The source pretended to have joined ISIS and then communicated with Young through a FBI agent posed as him to communicate with Young through a disposable email account. On one occasion in early 2015, Young allegedly praised the Charlie Hebdo attacks to the agents reading the email.

“Not sure if you got the news there yet…A couple brothers…were named in an assault on a french newspaper,” he wrote. “Hopefully now people understand there are some lines you don’t cross.”

Later, Young allegedly emailed that he needed help moving money out of the U.S. because he had “enough flags on my name that I can’t even buy a plane ticket without little alerts ending up in someone’s hands.”

Court documents state that Young was interviewed by police about a domestic violence allegation in June 2015. No other details are available about that incident, but he allegedly told police at the time that he dressed up as Jihadi John for Halloween 2014 and “stuffed an orange jumpsuit with paper to portray a headless hostage.”

Jihadi John was the nickname given to a British ISIS member who beheaded American hostages on video believed to be Mohammed Emwazi.

Young paraded the decapitated jumpsuit throughout a party, he told police.
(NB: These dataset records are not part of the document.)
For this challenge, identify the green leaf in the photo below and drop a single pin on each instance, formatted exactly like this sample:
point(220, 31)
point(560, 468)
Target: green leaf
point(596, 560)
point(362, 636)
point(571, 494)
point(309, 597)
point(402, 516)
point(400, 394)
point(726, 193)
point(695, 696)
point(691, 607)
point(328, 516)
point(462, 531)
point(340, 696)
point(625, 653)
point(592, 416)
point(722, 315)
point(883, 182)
Then he showed them a tattoo of a Imperial German eagle on his neck and said he collected Nazi memorabilia and dressed up as Nazis, according to an FBI affidavit.

As the FBI circled Young in December 2015, they interviewed him about the whereabouts of their confidential human source, who pretended to go to Syria. They even emailed Young from the man’s email, saying that his mother had been questioned as well. They switched to an encrypted messaging platform, according to the affidavit.

On the app, the undercover FBI agents asked Young for gift cards to pay for messaging apps to recruit more Westerners for ISIS. They told them that ISIS bought accounts for one-time use.

Eventually, Young allegedly sent the agents posing as ISIS 22 sixteen-digit codes for gift cards.

“Glad it came through,” he allegedly messaged from an account on the service on July 30, 2016. “Getting rid of device now…fo real. Gonna eat the Sim card.”

He was arrested four days later for the gift cards worth $245.

Undercover agents trailing Young reported that he worked to reduce his social media footprint for years and claimed to carry several burner phones as early as 2011. He would keep mum on his plans so that “people would find out what he was going to do after it happened,” Young told the undercover, according to the affidavit.

“Young said that if law enforcement searched Young’s home, they would have issues because Young was stockpiling weapons,” the affidavit said, adding that he owned an Egyptian AK-47, a Kimber 1911 .45 caliber pistol, and an AK-47 AMD rifle.

Young’s affection for jihad is long and personal, according to court documents. His friend Zachary Chesser was arrested in 2010 for attempting to provide material support to Somali terrorist group al-Shabaab, and Amine El Khalifi, who met with Young, Chesser, and the undercover agent, is serving time for a plot to blow up the U.S. Capitol.

But when interrogated, Young allegedly told FBI agents that it would’ve been his religious duty to turn Chesser in if he suspected him of terror involvement.

An undercover officer assigned to befriend Young in light of his interactions with Chesser found a different side, though. Young allegedly told him in 2011 that he scanned for law enforcement tails outside with his home with an AK-47, and that if someone ratted him out “that person’s head would be in a cinder block at the bottom of Lake Braddock,” the documents state. The undercover agent even reported that Young claimed to have tortured animals as a child and that he fantasized plots about shooting up a federal courthouse.

Young allegedly told the FBI in a September 2011 interview that he traveled to Libya twice that year to fight with anti-Gaddafi forces. He took a kevlar helmet, body armor, and other items with him, according to baggage searches. He also brought them back. In a 2015 email, Young allegedly said that he’d served in Libya with a group that has possible links to al Qaeda, according to the documents.